The Pittsburgh Steelers find themselves in a curious situation this offseason, in no small part due to the manner in which the 2019 season unfolded. Due to a variety of factors, for example, the team lacks a clear idea of who JuJu Smith-Schuster is and can be as a number one target in their offense.
Not only did we see the team lose Antonio Brown as an on-field attention hog, not only did we see the loss of Ben Roethlisberger for almost the entire season, we also watched Smith-Schuster battle injury, almost all year. He missed four games due to a knee injury, but he played through multiple injuries prior to that as well, a fact often forgotten.
So after a 111-reception, 1426-yard Pro Bowl season in 2018, during which Brown joined him in the Pro Bowl and Roethlisberger was slinging the ball like never before, what followed was in many ways a lost season for the 2017 second-round pick, failing to crack 50 receptions, barely 500 yards, and just three touchdowns.
The problem? This is the offseason during which a player like him would normally be extended by the front office. But not only is it difficult because they can’t be certain what he projects production-wise going forward, they also don’t really have the cap space.
It’s almost certain that the Steelers will allow Smith-Schuster to play out his contract, for one because they don’t have much of a choice, because the bulk of whatever salary cap space they are able to produce will be devoted to retaining Bud Dupree, and if there is no CBA agreement, creating space will be even more restricted.
Pro Football Focus recently looked at Smith-Schuster’s curious case.

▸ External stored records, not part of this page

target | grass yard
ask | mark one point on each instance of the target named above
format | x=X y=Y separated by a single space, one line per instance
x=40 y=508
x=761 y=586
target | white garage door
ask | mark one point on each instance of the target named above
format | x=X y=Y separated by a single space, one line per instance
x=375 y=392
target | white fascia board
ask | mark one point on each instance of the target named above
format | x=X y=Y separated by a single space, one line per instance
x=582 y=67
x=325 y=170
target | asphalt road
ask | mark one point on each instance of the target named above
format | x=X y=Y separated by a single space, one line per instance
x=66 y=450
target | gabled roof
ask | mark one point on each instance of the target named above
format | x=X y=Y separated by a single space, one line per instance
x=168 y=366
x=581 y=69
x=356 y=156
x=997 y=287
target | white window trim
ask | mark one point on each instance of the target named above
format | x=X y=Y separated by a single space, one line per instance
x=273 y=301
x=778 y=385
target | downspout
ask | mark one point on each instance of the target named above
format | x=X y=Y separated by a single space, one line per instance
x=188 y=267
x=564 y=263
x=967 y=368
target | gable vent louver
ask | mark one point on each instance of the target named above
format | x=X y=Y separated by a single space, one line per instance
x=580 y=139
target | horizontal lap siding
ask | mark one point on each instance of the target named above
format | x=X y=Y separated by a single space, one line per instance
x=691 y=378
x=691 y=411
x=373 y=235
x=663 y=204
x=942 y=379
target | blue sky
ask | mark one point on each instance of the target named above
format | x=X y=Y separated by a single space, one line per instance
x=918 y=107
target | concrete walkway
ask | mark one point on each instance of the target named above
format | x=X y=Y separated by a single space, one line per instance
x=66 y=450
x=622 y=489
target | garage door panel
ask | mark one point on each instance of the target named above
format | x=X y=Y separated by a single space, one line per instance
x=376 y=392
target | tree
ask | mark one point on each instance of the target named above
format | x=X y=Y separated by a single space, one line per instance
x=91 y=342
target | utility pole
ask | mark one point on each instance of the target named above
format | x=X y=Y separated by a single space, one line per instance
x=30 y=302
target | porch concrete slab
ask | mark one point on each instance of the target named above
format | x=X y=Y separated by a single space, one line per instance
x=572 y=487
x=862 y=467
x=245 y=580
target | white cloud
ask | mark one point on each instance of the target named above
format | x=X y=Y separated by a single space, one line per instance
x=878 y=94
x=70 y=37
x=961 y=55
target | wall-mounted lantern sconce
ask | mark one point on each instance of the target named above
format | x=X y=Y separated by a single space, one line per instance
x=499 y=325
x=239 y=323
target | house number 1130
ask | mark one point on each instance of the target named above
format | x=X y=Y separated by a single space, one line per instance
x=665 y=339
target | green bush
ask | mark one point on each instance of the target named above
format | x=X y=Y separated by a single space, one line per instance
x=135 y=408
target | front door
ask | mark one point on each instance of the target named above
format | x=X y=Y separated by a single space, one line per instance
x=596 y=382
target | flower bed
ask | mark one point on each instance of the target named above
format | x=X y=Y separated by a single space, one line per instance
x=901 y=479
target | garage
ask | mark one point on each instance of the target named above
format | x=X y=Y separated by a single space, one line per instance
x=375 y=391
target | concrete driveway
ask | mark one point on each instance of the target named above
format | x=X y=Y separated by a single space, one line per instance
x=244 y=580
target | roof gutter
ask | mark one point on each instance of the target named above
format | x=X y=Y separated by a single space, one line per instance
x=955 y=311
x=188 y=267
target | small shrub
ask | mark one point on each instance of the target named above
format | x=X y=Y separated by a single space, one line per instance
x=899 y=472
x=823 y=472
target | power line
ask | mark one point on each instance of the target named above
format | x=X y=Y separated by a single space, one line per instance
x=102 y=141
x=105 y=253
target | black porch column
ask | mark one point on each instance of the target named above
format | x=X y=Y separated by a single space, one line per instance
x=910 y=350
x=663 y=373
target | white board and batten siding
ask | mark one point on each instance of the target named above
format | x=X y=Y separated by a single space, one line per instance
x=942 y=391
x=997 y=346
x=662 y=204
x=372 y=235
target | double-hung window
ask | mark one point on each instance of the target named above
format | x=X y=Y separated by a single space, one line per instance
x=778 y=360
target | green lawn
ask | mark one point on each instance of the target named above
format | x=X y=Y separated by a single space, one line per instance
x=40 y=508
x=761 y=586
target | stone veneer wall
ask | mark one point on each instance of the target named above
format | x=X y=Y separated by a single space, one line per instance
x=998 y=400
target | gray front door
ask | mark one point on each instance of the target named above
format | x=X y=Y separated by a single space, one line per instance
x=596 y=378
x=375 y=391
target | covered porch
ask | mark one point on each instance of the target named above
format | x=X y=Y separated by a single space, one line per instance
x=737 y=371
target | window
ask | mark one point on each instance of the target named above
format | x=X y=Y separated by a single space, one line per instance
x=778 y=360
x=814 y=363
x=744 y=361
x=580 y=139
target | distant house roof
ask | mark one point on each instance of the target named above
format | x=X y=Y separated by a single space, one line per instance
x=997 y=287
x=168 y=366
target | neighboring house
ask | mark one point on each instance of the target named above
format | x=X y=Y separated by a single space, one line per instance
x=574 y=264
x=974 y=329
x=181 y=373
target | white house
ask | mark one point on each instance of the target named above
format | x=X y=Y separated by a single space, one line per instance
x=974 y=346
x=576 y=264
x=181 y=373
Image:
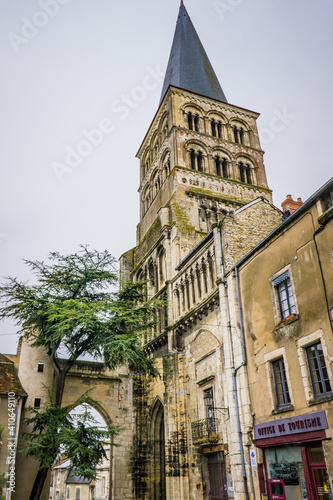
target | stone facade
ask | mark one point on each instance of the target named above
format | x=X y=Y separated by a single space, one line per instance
x=189 y=213
x=111 y=395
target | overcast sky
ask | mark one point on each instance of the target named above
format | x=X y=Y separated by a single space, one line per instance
x=72 y=66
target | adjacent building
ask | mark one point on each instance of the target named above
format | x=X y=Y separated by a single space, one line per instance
x=286 y=289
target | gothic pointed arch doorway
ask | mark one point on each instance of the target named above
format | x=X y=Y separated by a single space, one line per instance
x=158 y=483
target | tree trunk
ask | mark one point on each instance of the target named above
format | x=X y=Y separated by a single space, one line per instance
x=60 y=380
x=41 y=476
x=38 y=484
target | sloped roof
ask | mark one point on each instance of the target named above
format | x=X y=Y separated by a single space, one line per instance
x=73 y=478
x=189 y=67
x=9 y=380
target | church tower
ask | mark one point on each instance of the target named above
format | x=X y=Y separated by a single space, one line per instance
x=200 y=163
x=200 y=155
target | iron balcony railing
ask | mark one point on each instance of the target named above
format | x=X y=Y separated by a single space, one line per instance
x=204 y=429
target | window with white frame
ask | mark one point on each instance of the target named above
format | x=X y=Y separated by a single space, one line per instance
x=283 y=295
x=281 y=384
x=318 y=371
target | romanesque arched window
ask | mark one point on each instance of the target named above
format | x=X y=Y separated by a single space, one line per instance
x=241 y=136
x=162 y=266
x=196 y=160
x=213 y=125
x=200 y=161
x=219 y=130
x=196 y=123
x=190 y=120
x=245 y=173
x=221 y=165
x=193 y=158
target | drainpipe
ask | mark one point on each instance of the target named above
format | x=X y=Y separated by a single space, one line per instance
x=8 y=492
x=110 y=496
x=234 y=370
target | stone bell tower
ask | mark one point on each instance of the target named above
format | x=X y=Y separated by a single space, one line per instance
x=199 y=161
x=201 y=155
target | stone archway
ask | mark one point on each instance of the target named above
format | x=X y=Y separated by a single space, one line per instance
x=157 y=436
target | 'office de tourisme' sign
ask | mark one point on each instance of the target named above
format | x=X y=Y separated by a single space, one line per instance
x=294 y=425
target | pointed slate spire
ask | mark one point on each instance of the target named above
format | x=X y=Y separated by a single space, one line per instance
x=189 y=67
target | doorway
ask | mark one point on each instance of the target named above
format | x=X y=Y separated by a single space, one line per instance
x=158 y=489
x=217 y=476
x=316 y=472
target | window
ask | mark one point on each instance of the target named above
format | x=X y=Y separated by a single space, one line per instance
x=196 y=159
x=213 y=128
x=281 y=385
x=318 y=371
x=245 y=173
x=283 y=288
x=37 y=403
x=190 y=120
x=219 y=130
x=196 y=123
x=327 y=199
x=221 y=167
x=200 y=161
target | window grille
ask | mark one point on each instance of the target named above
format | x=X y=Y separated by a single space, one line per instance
x=281 y=385
x=318 y=371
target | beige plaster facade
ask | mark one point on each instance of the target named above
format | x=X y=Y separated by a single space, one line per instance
x=290 y=351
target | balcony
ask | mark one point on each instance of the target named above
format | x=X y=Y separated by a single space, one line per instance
x=206 y=431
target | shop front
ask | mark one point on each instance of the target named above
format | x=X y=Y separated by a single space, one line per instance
x=293 y=465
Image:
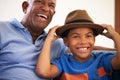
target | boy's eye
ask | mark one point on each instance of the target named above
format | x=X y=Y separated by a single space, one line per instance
x=75 y=36
x=89 y=35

While they have previously argued, or came to the conclusion, that he is deserving of an extension prior to hitting the open market, in an article dedicated specifically to the topic, they acknowledge that the practical reality is much cloudier.
“Injuries, quarterback play and increased defensive attention all played roles in the downtick in production, but at some point, great players are able to overcome negative external factors”, the article concludes. “JuJu will surely be looking to get paid like a great player, so it is on him to put the 2019 season behind him and take a step back in the right direction next season”.
One of the interesting things that they note is that, despite being the ‘number one receiver’, Smith-Schuster actually spent more time by percentage playing out of the slot than he did in either of his first two seasons. It also notes that the accuracy of his pass targets dropped from about 60 percent to 50 percent, demonstrating poor quarterback play.
Then again, it’s also pointed out that he dropped five passes while playing out of the slot, which is two more than in his first two seasons combined. Even with all other factors accounted for, including injury, it can be argued that Smith-Schuster regressed last year. The question, to which there is no answer, is what he will do in 2020, and especially beyond.